Professor Damodaran says. "Statistical predictors are in no way a sure shot way to success, but they help in eliminating doubt," says S Ramkrishnan However, the rest of India is yet to catch up on this particular field despite its growing acknowledgement and relevance. For all its rise and growth, the subject still has limited scope of study in India itself. "The approach that most Indian Federations like to follow is bringing in a foreigner for the job here," says Deepak Dhayanithy, a professor at IIM Kozhikode and also the curator of the one of the few sports analytics courses you might find in a top Indian academic institute.
"A better approach would be to send an interested Indian abroad for a specified time period, gain some knowledge, come back and work for a national team."

So, what is the future of sports analytics and the role it plays in the Indian context?

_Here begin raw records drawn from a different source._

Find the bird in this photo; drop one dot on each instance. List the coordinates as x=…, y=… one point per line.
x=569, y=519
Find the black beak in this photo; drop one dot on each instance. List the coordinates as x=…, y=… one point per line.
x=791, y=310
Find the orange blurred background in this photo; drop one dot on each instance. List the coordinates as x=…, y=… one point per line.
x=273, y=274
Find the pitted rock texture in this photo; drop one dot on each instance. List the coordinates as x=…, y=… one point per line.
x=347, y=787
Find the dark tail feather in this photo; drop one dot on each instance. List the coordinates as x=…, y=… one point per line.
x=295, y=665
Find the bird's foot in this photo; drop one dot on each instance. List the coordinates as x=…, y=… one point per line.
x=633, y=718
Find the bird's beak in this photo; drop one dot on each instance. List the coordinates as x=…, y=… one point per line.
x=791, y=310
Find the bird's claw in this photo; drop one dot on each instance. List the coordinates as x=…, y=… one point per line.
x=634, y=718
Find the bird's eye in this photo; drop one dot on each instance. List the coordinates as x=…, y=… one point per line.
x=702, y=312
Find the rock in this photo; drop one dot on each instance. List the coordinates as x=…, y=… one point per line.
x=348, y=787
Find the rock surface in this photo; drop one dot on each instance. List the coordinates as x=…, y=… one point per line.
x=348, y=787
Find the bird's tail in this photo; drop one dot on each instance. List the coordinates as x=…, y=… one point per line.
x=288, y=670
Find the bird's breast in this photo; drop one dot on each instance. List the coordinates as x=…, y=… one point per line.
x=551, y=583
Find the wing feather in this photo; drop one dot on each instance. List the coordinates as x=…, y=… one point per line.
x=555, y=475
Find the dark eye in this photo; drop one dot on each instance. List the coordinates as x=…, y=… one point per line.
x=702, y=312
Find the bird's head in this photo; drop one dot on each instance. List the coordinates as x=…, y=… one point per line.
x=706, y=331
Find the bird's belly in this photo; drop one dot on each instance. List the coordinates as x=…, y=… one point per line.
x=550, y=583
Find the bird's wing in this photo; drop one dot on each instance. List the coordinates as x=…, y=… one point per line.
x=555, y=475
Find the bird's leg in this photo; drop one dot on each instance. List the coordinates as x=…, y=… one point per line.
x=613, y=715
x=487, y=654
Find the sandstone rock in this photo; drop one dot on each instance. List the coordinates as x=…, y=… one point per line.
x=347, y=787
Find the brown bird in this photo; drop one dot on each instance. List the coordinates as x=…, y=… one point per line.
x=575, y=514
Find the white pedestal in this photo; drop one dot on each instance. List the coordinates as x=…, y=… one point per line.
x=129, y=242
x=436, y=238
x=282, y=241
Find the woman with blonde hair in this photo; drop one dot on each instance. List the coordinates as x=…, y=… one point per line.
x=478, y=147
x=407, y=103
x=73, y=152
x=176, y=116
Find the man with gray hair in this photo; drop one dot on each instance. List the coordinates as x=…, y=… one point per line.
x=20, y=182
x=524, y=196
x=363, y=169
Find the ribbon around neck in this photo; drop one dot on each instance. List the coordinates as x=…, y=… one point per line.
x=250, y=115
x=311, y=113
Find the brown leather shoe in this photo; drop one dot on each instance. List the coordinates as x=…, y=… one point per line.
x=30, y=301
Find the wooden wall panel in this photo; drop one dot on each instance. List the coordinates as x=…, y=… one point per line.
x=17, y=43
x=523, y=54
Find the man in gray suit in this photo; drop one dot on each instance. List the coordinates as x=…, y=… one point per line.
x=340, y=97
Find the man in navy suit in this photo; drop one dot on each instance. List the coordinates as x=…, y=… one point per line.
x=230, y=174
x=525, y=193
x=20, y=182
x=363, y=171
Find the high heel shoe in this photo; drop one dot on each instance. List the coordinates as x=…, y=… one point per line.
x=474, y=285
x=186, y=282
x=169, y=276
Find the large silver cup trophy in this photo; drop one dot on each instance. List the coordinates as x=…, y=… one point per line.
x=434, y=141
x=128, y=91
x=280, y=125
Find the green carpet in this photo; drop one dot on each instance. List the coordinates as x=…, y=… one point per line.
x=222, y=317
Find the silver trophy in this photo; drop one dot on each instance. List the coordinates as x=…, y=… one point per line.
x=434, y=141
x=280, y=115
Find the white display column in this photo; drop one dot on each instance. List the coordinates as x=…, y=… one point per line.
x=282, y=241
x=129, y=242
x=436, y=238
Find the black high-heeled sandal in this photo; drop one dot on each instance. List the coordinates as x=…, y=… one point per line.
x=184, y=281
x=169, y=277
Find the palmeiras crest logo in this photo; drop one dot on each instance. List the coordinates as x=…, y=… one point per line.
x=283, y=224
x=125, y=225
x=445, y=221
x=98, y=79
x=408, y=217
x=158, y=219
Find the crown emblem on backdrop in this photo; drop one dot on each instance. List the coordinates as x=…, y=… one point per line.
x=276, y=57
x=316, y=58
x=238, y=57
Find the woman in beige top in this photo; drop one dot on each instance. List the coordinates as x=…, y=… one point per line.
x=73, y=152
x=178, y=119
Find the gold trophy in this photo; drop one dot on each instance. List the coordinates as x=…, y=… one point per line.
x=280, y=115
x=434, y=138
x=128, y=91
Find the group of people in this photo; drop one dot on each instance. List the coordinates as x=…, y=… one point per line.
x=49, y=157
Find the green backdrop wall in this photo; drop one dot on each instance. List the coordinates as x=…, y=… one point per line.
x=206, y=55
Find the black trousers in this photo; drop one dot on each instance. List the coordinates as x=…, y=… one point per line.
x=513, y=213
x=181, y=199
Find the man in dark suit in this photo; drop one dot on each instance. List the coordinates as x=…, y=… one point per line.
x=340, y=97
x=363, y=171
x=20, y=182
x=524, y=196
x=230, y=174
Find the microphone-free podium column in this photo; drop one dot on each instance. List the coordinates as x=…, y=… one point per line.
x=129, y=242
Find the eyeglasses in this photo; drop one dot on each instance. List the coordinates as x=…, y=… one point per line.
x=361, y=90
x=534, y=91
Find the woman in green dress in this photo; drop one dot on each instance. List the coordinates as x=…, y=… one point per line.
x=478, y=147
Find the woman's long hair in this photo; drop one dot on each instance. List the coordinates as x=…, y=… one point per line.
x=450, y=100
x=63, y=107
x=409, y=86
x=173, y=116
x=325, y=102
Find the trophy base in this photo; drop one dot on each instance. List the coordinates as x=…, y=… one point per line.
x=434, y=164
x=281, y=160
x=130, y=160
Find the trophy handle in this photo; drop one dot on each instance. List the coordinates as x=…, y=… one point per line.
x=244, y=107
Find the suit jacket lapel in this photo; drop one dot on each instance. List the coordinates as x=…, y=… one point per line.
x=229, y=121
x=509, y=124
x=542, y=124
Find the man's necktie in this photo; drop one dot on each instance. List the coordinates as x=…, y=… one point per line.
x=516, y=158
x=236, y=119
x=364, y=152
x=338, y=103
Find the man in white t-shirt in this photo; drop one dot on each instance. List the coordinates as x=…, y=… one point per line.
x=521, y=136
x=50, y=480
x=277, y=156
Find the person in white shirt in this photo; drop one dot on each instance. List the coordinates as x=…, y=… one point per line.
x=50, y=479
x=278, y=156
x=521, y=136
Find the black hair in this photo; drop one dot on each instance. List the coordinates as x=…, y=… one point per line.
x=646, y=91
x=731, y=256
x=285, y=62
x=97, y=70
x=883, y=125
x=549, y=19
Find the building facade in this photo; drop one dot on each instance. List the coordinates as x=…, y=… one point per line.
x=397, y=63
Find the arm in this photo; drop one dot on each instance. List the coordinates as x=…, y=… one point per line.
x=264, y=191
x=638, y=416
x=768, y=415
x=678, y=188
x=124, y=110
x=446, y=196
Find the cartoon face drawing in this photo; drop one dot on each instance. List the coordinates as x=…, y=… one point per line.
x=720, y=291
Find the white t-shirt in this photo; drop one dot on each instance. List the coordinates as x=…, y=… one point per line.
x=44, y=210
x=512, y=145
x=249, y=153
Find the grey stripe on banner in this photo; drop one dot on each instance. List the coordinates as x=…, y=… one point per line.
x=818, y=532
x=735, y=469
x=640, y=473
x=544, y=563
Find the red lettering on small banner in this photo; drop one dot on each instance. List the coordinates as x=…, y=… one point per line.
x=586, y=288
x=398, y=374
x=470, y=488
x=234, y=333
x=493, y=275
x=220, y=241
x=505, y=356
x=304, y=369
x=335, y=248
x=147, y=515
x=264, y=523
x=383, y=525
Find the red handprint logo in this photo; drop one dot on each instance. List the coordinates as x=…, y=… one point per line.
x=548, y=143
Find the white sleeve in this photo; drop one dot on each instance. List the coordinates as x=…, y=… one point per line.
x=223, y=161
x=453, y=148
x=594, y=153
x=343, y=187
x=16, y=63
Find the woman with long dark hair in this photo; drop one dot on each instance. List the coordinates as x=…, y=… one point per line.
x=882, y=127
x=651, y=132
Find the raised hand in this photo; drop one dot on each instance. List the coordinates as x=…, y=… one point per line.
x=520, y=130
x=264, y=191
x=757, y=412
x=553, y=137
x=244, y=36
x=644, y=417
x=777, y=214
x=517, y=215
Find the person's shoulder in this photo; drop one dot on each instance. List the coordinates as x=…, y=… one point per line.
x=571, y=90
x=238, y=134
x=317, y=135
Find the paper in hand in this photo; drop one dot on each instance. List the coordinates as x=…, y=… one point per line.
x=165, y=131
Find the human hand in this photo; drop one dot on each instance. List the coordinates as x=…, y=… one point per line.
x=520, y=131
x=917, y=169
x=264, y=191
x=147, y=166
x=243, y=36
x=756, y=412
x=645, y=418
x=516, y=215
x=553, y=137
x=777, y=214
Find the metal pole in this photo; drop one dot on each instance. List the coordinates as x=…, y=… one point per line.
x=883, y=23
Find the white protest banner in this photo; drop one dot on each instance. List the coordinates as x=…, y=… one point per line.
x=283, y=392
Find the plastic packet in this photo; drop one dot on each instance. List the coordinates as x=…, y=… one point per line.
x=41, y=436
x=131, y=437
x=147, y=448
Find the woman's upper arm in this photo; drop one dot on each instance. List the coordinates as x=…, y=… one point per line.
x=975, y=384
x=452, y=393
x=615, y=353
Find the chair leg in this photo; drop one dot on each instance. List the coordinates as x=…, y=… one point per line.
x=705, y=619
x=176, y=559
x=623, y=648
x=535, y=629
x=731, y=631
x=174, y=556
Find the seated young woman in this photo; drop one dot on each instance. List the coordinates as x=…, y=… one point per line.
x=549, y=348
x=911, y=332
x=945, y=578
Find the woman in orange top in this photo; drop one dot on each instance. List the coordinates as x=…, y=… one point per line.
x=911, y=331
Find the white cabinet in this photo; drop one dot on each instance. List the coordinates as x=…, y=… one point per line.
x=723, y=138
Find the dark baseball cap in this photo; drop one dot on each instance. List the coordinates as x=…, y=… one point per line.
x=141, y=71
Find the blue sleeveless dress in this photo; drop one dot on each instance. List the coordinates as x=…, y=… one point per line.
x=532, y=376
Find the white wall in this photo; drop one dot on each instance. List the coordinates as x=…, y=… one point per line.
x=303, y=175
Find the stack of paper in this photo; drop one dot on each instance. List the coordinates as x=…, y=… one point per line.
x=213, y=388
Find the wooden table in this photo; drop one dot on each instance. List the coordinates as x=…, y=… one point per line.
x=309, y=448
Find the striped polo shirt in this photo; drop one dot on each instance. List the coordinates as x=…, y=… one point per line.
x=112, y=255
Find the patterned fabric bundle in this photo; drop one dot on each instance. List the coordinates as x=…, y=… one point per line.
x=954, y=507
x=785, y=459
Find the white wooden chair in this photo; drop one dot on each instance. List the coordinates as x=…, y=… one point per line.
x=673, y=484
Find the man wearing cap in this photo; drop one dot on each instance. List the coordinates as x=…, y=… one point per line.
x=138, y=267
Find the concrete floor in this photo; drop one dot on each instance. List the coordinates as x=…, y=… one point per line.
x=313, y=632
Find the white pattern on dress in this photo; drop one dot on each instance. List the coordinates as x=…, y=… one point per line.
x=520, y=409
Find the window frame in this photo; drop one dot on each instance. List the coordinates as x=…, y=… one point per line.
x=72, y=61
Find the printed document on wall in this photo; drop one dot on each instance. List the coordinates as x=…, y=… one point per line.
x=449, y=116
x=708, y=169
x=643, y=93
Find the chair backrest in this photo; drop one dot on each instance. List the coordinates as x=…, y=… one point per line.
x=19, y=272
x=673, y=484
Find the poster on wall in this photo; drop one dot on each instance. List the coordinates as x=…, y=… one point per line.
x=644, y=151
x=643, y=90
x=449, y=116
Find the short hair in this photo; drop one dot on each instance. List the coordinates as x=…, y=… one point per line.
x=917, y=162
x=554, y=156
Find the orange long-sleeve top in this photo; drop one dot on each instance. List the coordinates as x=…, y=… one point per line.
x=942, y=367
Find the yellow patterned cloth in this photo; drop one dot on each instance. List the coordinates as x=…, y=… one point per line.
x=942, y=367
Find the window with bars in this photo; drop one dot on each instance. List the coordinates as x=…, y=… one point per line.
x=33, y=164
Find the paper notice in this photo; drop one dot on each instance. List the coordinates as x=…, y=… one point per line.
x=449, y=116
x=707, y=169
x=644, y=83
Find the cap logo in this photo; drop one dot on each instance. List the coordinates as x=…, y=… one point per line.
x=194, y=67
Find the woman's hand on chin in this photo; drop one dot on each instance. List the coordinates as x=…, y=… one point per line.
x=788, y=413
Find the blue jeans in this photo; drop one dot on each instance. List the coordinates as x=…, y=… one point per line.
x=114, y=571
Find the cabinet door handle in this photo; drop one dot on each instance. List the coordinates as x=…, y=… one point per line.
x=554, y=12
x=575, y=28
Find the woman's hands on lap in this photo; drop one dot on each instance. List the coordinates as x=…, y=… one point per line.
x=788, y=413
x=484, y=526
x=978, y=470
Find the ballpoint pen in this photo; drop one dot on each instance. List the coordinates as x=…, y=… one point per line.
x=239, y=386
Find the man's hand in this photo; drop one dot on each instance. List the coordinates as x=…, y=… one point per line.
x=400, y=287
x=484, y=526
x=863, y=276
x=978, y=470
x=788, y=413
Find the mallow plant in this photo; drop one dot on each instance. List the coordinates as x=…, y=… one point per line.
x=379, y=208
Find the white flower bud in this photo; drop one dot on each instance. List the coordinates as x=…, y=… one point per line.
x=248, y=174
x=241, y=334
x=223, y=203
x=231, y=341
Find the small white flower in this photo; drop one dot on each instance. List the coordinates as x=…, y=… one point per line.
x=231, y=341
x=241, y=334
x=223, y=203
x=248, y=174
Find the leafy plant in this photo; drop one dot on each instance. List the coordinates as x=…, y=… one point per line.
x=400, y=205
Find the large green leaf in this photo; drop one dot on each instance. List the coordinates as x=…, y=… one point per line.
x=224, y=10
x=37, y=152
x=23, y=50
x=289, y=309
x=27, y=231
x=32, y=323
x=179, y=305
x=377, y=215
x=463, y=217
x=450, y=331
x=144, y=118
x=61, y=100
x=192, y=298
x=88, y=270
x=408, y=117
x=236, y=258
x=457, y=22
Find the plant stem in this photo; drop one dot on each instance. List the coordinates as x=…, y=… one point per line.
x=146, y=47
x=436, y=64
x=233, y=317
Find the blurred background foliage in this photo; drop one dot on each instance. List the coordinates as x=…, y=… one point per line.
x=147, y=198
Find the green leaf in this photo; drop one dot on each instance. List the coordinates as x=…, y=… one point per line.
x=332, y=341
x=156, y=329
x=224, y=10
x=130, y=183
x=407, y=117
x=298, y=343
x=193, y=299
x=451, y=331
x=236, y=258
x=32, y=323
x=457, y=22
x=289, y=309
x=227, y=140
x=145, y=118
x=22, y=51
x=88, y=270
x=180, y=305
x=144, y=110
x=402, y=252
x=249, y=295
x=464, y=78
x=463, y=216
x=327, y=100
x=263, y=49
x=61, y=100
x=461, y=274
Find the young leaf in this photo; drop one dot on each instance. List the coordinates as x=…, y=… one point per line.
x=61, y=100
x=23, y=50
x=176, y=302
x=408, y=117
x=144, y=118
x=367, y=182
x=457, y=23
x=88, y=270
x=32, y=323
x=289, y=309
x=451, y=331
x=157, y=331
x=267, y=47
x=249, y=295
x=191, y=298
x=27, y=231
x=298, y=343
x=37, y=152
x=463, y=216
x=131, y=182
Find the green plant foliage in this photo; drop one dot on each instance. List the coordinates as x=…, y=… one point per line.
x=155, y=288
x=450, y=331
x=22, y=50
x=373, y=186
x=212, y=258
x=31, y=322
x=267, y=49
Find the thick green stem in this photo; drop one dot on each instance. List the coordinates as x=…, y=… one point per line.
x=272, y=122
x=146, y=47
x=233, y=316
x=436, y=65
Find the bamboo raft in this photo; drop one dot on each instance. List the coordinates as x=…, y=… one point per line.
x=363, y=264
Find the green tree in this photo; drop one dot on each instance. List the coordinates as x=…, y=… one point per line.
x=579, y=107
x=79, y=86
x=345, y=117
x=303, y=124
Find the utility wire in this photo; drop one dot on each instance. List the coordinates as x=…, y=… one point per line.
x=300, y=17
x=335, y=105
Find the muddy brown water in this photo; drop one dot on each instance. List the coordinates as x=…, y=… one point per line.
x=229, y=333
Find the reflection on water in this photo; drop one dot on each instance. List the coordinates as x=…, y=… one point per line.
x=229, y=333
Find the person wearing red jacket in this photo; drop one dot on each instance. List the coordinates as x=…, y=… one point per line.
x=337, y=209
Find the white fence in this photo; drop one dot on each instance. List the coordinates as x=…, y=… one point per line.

"If you look at the development that sports like Shooting have displayed over the last decade or so, the role data has played in improving individual performances has been enourmous," Professor Dhayanithy continues. "While on the one hand if you have institutes like the Abhinav Bindra Targeting Performance coming up- which employs a more singular approach to athlete development, you have academies run by former Olympians like Gagan Narang and Anjali Bhagwat that employ modern techniques to indentify and fine-tune skill among students from a young age," he adds. "For a sportsperson who has traveled the world and seen the endless possibilities of working with proper performance analysis, introducing similar systems back in their own country is indeed something commendable," he signs off.